Потупив глаза, он отвечает:
- Да.
Ни радости, ни удивления, только бледность разлилась по детскому личику.
В этот день мне удалось с сыном погулять у реки, поиграть, уложить в постель после ужина.
Ночь я не спала".
Следующего дня не было, только половина. В два часа отходила электричка, и этой электричкой - так сказал отец мужа - Клава должна была уехать из Лёниной жизни.
Утром они опять отправились к реке.
Цвели одуванчики, много одуванчиков - желтое разливанное море, и по нему бегали дети. Леня шел медленно, был вялый. Клаве казалось, он чего-то ждал. Она гладила его, ласкала, болтала всякую чушь, и чушь давалась с трудом, потому что приходилось выдумывать, а ей было не до выдумок.
Они легли в траву, Клава прижала Ленечку к себе.

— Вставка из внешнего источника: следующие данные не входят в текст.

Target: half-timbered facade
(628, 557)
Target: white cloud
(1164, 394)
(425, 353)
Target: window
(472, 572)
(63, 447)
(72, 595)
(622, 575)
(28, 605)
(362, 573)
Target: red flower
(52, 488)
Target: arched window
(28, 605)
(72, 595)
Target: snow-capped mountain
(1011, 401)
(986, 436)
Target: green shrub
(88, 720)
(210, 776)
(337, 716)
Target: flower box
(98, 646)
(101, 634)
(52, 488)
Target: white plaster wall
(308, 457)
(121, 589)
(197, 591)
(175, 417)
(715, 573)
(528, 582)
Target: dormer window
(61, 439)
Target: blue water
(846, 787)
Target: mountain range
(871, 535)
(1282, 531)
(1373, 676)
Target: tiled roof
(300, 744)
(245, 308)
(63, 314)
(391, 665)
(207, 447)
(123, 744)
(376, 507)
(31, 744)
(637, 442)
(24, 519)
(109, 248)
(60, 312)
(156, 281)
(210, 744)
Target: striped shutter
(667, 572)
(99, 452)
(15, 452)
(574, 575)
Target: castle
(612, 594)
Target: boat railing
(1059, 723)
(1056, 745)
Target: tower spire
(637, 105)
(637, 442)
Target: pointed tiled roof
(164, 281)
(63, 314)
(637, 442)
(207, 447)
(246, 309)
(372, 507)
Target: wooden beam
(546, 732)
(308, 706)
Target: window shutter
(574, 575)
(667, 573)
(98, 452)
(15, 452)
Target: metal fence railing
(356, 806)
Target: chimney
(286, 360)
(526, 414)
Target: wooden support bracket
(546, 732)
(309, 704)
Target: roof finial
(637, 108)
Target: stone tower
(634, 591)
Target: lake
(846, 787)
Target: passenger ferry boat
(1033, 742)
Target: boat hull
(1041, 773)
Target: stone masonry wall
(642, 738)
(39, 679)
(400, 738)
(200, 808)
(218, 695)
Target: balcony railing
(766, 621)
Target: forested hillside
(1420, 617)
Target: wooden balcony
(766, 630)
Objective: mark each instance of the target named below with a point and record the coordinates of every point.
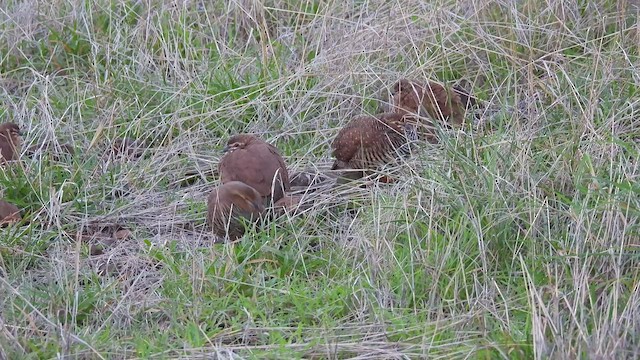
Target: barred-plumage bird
(9, 142)
(430, 99)
(368, 142)
(231, 204)
(256, 163)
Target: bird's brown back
(367, 142)
(434, 99)
(229, 205)
(257, 165)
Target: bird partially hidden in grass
(9, 213)
(231, 206)
(10, 142)
(430, 100)
(256, 163)
(292, 204)
(368, 142)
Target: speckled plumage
(256, 163)
(230, 203)
(428, 99)
(9, 142)
(368, 142)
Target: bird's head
(238, 142)
(10, 131)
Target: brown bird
(291, 204)
(430, 99)
(9, 142)
(368, 142)
(229, 205)
(256, 163)
(9, 213)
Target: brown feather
(257, 164)
(229, 205)
(368, 142)
(428, 99)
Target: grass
(516, 237)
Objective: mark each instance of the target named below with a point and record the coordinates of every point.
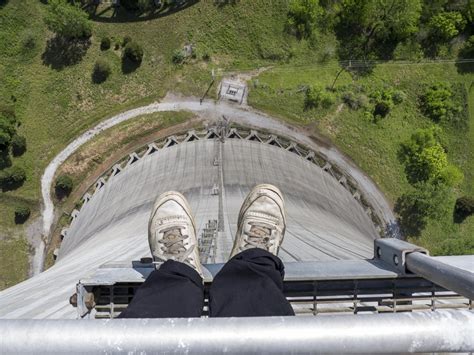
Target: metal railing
(442, 331)
(400, 278)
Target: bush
(5, 140)
(178, 56)
(22, 214)
(316, 96)
(133, 52)
(134, 5)
(101, 71)
(383, 102)
(446, 25)
(463, 208)
(18, 145)
(355, 101)
(105, 43)
(438, 104)
(63, 186)
(426, 161)
(303, 15)
(12, 178)
(423, 202)
(126, 40)
(67, 20)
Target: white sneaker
(172, 231)
(262, 220)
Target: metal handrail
(441, 331)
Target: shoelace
(173, 244)
(259, 236)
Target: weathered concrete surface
(324, 220)
(212, 111)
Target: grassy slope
(57, 105)
(374, 146)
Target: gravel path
(211, 111)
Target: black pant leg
(174, 290)
(250, 284)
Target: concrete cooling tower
(326, 219)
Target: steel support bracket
(393, 252)
(85, 300)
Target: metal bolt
(395, 259)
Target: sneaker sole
(246, 204)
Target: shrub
(12, 178)
(63, 186)
(423, 202)
(425, 159)
(134, 5)
(316, 96)
(383, 102)
(22, 214)
(67, 20)
(29, 41)
(126, 40)
(105, 43)
(446, 25)
(303, 16)
(5, 140)
(18, 145)
(178, 56)
(133, 52)
(438, 104)
(463, 208)
(101, 71)
(398, 97)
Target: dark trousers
(249, 284)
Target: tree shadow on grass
(465, 67)
(121, 14)
(411, 220)
(129, 66)
(62, 52)
(5, 160)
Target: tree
(133, 52)
(12, 178)
(303, 16)
(68, 20)
(316, 96)
(101, 71)
(463, 208)
(373, 28)
(18, 145)
(426, 161)
(64, 185)
(423, 202)
(468, 49)
(383, 102)
(105, 43)
(178, 56)
(446, 25)
(438, 104)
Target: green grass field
(374, 146)
(55, 103)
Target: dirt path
(208, 110)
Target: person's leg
(175, 289)
(251, 283)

- Там страшно? - спросил он.
- Где? - не сразу поняла Клава.
- В тюрьме?
Только тут поняла она, как рос Леня, что он думал, чего стыдился, чего, наверное, боялся в школе.

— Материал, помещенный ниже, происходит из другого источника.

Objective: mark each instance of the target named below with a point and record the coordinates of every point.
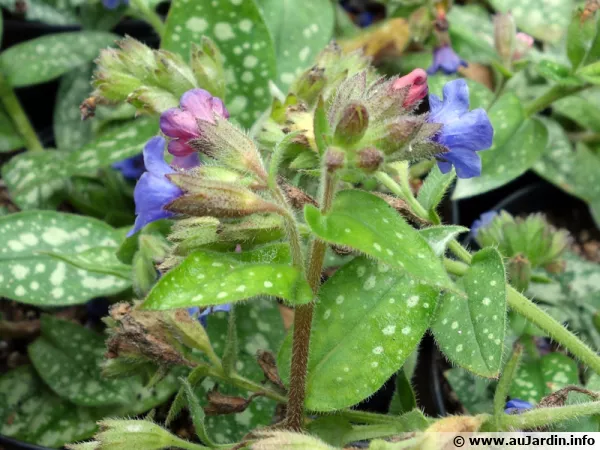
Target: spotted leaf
(377, 230)
(259, 328)
(518, 144)
(36, 180)
(48, 57)
(238, 29)
(205, 279)
(470, 331)
(438, 237)
(70, 132)
(300, 31)
(29, 276)
(534, 380)
(368, 320)
(546, 20)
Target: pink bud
(522, 46)
(417, 80)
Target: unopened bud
(335, 159)
(519, 272)
(353, 124)
(370, 159)
(207, 65)
(505, 30)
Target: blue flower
(446, 60)
(516, 406)
(114, 4)
(211, 309)
(154, 190)
(131, 168)
(463, 132)
(484, 220)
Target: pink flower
(523, 44)
(181, 124)
(417, 80)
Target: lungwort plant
(267, 186)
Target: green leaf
(404, 399)
(31, 412)
(28, 276)
(438, 237)
(479, 95)
(368, 320)
(205, 279)
(580, 110)
(580, 37)
(546, 20)
(434, 188)
(476, 394)
(471, 332)
(244, 40)
(518, 144)
(536, 379)
(70, 132)
(262, 329)
(300, 31)
(377, 230)
(34, 178)
(559, 73)
(10, 139)
(48, 57)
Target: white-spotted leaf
(48, 57)
(238, 29)
(546, 20)
(368, 320)
(300, 31)
(536, 379)
(35, 179)
(377, 230)
(29, 276)
(205, 279)
(439, 236)
(470, 331)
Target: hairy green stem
(150, 16)
(19, 118)
(303, 316)
(547, 416)
(505, 383)
(525, 307)
(550, 96)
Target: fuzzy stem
(150, 16)
(550, 96)
(18, 116)
(504, 384)
(547, 416)
(525, 307)
(303, 318)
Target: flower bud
(370, 159)
(353, 124)
(519, 272)
(207, 65)
(505, 30)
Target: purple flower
(114, 4)
(463, 133)
(131, 168)
(516, 406)
(181, 124)
(211, 309)
(484, 220)
(154, 190)
(446, 60)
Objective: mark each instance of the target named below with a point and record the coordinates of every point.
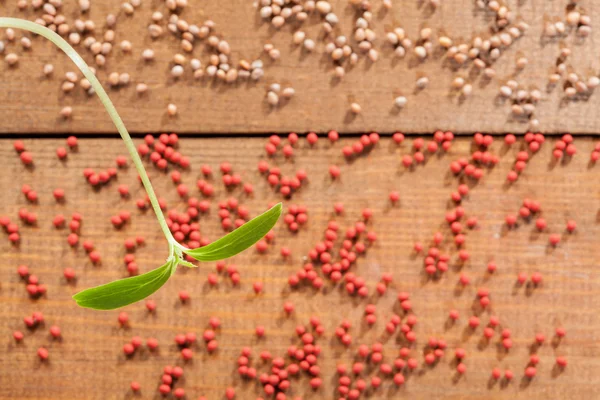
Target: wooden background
(88, 363)
(31, 103)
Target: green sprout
(129, 290)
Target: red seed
(230, 393)
(55, 331)
(530, 372)
(61, 153)
(334, 171)
(164, 389)
(42, 353)
(184, 296)
(18, 336)
(26, 158)
(187, 354)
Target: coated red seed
(42, 353)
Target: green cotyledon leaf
(240, 239)
(125, 291)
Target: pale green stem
(110, 108)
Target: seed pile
(333, 262)
(472, 62)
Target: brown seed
(125, 46)
(187, 46)
(197, 64)
(111, 20)
(85, 84)
(10, 34)
(157, 16)
(231, 75)
(106, 48)
(109, 35)
(288, 92)
(177, 71)
(155, 31)
(179, 59)
(422, 82)
(96, 47)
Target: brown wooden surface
(30, 103)
(88, 363)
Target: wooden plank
(88, 362)
(30, 103)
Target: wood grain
(88, 363)
(31, 103)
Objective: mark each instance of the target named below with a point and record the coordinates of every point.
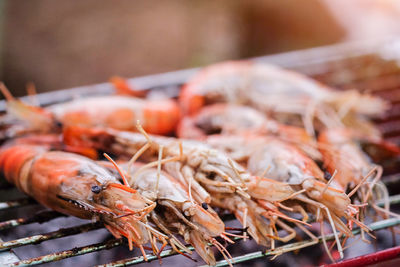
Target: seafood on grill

Она заплакала. Вот оно, наказание. Страшнее не придумать: маленький ребенок, сын, стыдится, что мать его не как все остальные, не где-то рядом, не водит за руку в школу, не встречает после уроков, не ворчит, не ругается, когда получил двойку или наказала учительница, - мать в тюрьме; понять это можно - мать в тюрьме?
Там, за проволокой, она убеждала себя, что нет ничего дороже собственного сына, кровиночки, а вышло, что это брехня, "зэковская" мифология, слезливое бесстыдство - о любви к сыну надо думать не там, за чертой, а гораздо раньше.
"Боже, сколько же принесла я ему горя, - думала Клава, - сколько беды, и как же настрадалось его маленькое сердечко, такое одинокое в сомнениях и слезах?"